Friday, August 27, 2010

Invasive Gardening

As kids we all heard the story of Johnny Chapman also known as Johnny apple seed. The legend that has been made up about his is mostly untrue, but it was a terrific legend. In reality he was a nursery man that was fond of barter and the people in the mid west loved him because he brought to them the possibility of making home made alcohol.

Some thirty odd years ago my brother had a fascination with sun flowers. He’d grow them and harvest the seeds. Amazing was how each seed looked totally different from the next. It was as though they had a unique bar coding system.

Eventually we got to the point where we thought it would be a lot of fun to plant sunflowers every where we went. Any open to the public planter or decorative flower garden got seeded. Most got weeded out, but some grew in gardens that were untended.

We were delighted to see them growing in a small bed outside the gate house of a county park. There were other places where they sprouted along roadsides, but we never got the results we were after which was a sun flower infestation in our home town.

I wonder if any of those roadside plants survive today or if all the seeds were poisoned or eaten by birds and chip monks. If any of you are ever in Northern New Jersey and see a sun flower growing in an odd place, please let me know.


Blogger darev2005 said...

Let me write that down so I don't forget the next time I'm in northern Jersey.

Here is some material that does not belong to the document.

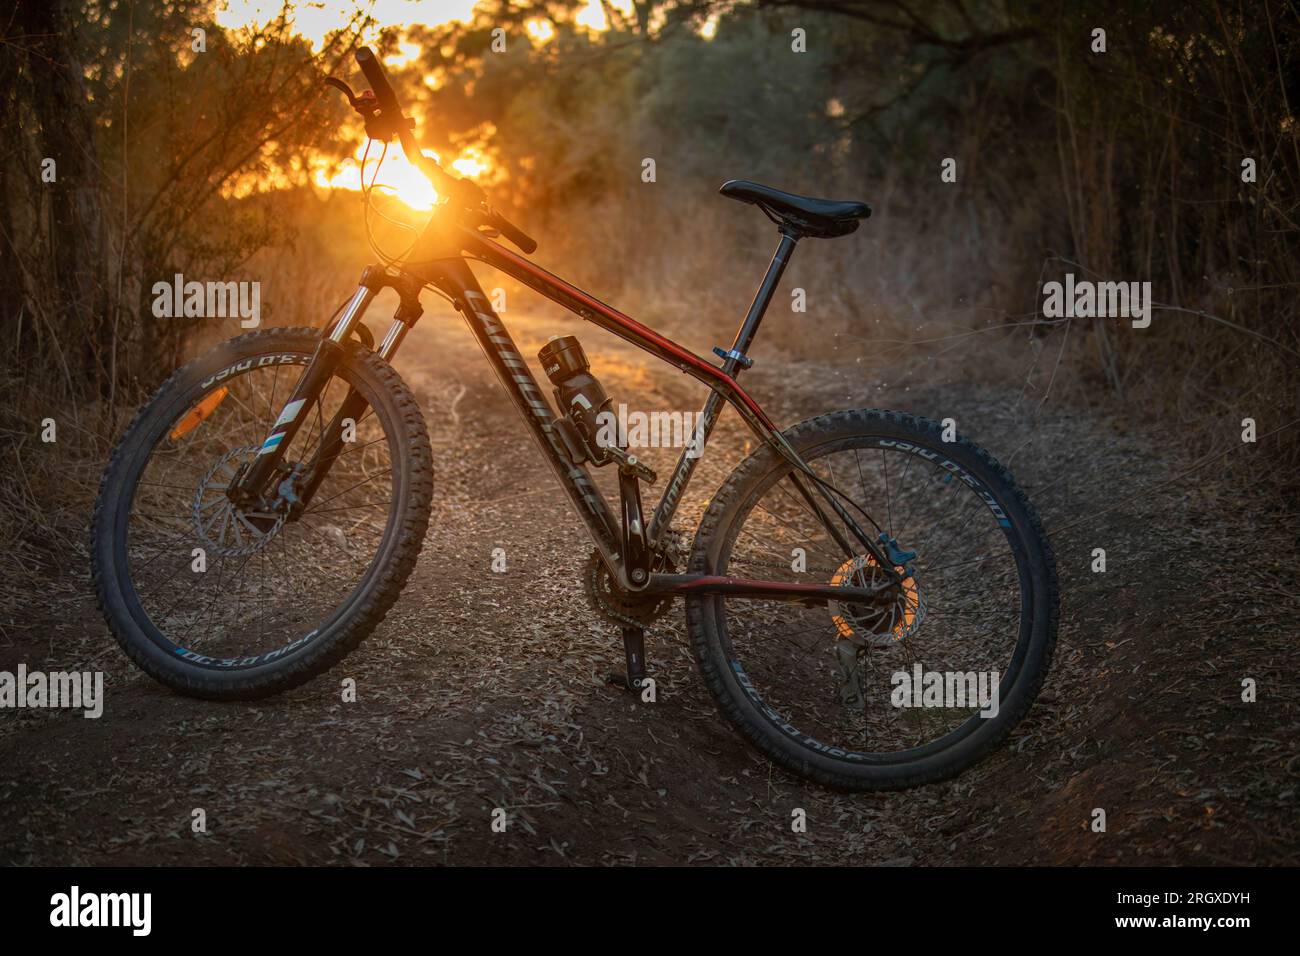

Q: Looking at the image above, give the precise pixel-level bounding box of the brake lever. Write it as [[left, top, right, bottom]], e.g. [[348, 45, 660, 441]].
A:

At least it was sunflowers and not something nasty like zucchini or eggplant or something like that.

6:26 AM  
Blogger mark said...

Some of your shirt-tail relatives must have been active in Astoria, because wild cucumber grows everywhere in my neighborhood. Constant vigilance is required to keep it in check.

8:55 AM  
Anonymous jb said...

A bad year for sunflowers this year in my garden! I haven't had one bloom yet--are we surprised? On another subject, yet in my mind related, what's your estimate of how your honey crop will be this year? Please let me know when you have some.

9:32 AM  
Anonymous Anonymous said...

Chip Monk? Chip Monk?? Ho boy....


P S I got Zukes and I need your Zuke bread recipe. Is it franchised??

1:09 PM  
Blogger The Guy Who Writes This said...

Darev, oh great, you fear even more things from the world of agriculture.

Mark, you live in Astoria? I had you figured as a frequent visitor, living in the valley. Anyway, I'm always surprised how invasive weeds make it to a new area. Most times I find it is not fully composted compost.

JB, it seems in this climate it gets rainy right when the seed heads will be ready and they get ruined. As for the honey,I'll be pulling the honey from the hives today or tomorrow. I'm sure I'll have enough for everyone. Definitely more than last year.

Moose, You can always search the archives by entering a key word in the upper right of the screen. But here it is:

1:34 PM  
Blogger g said...

Ditto on a bad year for sunflowers in the garden. We like to bake 'em.

6:13 PM  
Blogger The Guy Who Writes This said...

I just use them as bird food, but considering the rat bastards found a gap in the netting around the blueberry garden and ate every blueberry, I'm not worried about feeding them.